After all, however, we have enough for the moment to consider close at home. Though Socialists are necessarily internationalists, each nation must take account thoroughly of its own economical condition, and the strength of its oppressing class. For the first time then since 1641 London is taking the lead in our national movement, and this alone is significant that no half-measures will suffice to meet it. The Socialist movement which is becoming each day more clearly the real revolutionary force of the future began in London, has its head- quarters in London and has spread from London to the provinces. The failure of the Chartists was in great part due to the fact that they never were able to move the masses of this great metropolis, or thoroughly to frighten the men and women – for “society” even counts a little – who control the vast international banking, mercantile and industrial machinery which is centred here. Those mechanical provincial wire-pullers, who imagine that real revolutionary changes can be wrought while a nation city of nearly 5,000,000 people, containing the highest intelligence, the greatest wealth, and the most complete organisation in the world, remains unstirred and indifferent, simply display that want of imagination and deficiency of real knowledge, characteristic of the huckster politician. In order to break down the shameful capitalist domination which overshadows and crushes us, we must strike at the centre as well as at the circumference. The effect produced will be enormously increased by the reflex action of foreign peoples when they begin to feel that the great financial and commercial heart of Europe and the world is no longer safe from the direct attack of men who know their own minds, and have distinct views as to the re-organisation which they intend to bring about.
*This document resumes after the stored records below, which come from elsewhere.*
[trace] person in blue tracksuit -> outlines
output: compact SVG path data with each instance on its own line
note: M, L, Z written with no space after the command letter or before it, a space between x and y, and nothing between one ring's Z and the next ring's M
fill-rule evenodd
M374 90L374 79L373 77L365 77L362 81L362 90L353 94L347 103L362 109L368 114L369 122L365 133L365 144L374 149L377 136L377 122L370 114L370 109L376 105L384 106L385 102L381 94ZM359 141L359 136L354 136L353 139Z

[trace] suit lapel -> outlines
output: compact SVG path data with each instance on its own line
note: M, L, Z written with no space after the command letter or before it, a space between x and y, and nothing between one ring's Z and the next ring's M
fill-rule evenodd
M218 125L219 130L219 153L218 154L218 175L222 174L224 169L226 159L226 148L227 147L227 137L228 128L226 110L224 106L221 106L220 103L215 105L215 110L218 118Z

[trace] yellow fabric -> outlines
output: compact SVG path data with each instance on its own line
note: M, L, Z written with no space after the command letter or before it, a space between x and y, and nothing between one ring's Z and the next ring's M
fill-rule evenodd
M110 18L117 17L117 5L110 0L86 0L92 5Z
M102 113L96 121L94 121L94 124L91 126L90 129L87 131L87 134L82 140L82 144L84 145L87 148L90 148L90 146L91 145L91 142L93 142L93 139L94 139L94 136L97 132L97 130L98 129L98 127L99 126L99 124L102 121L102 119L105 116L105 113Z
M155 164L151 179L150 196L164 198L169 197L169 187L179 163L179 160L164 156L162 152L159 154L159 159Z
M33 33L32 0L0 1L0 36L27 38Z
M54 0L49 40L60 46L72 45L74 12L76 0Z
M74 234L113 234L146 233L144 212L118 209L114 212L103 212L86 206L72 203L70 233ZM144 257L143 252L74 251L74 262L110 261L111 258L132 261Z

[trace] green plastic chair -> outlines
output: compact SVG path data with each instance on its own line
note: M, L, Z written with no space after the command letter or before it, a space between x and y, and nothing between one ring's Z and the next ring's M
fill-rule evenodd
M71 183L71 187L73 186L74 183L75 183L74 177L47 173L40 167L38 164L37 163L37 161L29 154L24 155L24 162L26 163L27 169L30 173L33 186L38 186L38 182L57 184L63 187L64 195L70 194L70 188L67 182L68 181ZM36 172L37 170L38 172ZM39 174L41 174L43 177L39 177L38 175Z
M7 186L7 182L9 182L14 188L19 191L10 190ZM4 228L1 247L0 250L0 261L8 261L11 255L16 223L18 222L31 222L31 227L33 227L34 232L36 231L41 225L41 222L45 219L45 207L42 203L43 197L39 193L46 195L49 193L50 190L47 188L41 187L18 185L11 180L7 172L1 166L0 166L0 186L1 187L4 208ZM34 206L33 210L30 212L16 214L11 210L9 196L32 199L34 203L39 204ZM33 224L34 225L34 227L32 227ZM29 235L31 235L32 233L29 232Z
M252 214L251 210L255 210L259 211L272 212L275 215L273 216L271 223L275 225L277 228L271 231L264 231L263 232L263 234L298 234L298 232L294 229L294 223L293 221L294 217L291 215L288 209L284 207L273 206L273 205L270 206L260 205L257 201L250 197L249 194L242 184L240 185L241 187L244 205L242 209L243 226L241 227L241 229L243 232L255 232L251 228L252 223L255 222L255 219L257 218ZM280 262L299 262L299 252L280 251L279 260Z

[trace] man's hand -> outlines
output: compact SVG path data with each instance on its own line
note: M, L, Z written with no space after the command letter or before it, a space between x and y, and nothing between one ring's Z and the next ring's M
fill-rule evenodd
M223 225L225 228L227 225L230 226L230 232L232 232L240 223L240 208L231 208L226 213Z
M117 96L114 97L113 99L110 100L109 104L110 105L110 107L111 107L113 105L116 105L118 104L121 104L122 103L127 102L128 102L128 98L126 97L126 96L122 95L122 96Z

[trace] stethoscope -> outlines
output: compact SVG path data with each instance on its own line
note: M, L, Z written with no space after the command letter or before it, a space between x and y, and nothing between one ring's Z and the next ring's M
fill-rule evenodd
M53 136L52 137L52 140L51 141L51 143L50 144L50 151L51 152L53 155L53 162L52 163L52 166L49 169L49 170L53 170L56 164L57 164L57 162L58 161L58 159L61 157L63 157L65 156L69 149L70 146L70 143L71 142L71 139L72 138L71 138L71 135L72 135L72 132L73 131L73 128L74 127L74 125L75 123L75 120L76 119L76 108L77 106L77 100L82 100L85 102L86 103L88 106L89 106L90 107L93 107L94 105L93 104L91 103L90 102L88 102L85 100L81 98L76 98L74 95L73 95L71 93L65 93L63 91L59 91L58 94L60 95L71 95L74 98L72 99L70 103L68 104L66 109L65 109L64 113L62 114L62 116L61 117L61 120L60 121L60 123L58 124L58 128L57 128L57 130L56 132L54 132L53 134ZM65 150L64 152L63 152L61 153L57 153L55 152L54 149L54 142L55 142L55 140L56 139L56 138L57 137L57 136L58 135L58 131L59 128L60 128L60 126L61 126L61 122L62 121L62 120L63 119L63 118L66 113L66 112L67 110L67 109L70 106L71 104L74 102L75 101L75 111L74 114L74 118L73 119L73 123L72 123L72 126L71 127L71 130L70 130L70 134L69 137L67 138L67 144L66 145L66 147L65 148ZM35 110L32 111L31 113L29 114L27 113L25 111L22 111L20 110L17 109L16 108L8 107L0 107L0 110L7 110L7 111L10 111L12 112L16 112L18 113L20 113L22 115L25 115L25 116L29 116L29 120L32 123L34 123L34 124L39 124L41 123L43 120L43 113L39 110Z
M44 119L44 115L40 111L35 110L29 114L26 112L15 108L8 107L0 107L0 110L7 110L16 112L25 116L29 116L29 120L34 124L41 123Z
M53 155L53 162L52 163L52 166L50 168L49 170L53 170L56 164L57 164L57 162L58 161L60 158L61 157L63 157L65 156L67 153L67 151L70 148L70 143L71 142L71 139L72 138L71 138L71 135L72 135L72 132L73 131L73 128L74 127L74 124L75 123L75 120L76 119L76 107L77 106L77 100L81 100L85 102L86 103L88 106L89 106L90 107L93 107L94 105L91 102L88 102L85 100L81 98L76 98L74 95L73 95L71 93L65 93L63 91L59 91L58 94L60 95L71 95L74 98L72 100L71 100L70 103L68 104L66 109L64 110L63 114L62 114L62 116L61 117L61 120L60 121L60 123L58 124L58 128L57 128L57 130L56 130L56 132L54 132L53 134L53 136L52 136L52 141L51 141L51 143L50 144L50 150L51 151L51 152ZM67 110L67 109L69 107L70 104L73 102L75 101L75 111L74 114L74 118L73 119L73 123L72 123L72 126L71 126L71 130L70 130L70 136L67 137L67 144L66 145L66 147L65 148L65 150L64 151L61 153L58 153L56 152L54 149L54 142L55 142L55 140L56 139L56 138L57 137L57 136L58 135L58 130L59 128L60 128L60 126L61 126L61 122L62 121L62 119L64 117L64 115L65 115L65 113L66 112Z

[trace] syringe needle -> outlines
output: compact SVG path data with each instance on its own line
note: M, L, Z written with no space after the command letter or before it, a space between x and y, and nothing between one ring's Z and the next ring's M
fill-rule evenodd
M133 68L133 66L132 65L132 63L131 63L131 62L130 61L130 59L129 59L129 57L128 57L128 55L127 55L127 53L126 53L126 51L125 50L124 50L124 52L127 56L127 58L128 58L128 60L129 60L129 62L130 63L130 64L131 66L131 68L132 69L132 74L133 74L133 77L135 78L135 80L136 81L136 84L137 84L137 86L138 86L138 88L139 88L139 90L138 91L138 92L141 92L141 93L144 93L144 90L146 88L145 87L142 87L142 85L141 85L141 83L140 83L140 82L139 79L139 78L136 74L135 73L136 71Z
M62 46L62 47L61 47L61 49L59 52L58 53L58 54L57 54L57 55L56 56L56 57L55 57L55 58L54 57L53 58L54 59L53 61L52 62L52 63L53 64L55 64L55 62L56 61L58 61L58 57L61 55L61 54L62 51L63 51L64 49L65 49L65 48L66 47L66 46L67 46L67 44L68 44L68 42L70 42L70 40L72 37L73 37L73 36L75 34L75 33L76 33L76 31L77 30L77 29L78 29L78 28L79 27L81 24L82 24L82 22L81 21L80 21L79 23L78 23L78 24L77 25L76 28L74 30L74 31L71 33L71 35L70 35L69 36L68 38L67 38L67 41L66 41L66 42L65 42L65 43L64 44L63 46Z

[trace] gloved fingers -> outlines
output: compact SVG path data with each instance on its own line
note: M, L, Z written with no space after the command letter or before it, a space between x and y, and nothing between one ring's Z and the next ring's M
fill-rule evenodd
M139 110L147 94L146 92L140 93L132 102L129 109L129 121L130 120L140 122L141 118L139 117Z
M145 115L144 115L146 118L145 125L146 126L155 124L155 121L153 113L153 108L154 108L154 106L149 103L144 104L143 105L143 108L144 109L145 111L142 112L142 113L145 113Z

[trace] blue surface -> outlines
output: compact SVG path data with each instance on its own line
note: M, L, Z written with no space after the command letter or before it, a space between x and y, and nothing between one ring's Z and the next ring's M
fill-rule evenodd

In five years we reach the date of 1889. Two hundred years before saw the middle-class monarchical revolution of 1689 in England; a century later came the first outbreak of the great French Revolution of 1789. That year 1889 will be celebrated by the workers in every industrial city throughout the civilised world, as the time for a new and strenuous effort, not in the interest of the “gamesters who play with one another for the labours of the poor,” not to continue power and luxury and ease to the meanest class that has ever held control in the history of human civilisation, but to conquer for the mass of mankind complete control over steam, electricity, and the other forces of nature, which the progress of science is placing at the command of the race. The development of these forces, and the influence which they exert, on the peoples of the world constitute the real Revolution of To-Day. It is for us to take full account of their action, to educate our countrymen around us to a knowledge of their growth and to organise without rest and without haste, that certain victory of the people which shall be the real Revolution of To-Morrow.
H. M. HYNDMAN.
1. Of the grave danger we run of being starved like rats in a hole at the opening of a war with a great naval power, or a combination of naval powers, it is not necessary to speak. We may think the more.
2. Of course I am perfectly well aware that a desperate class struggle threatens in the American cities. But this does not affect my present argument.
3. How is it, by the way, we never hear of the misery of the workers from the clergymen and ministers, except when some advertisement is to be gained by it? “Why” a boy was asked at a school examination, “Why did the priest and the Levite pass by on the other side without attending to the man who had fallen among thieves?” The boy reflected for two or three minutes and then replied, “Because, sir, he had been robbed already.”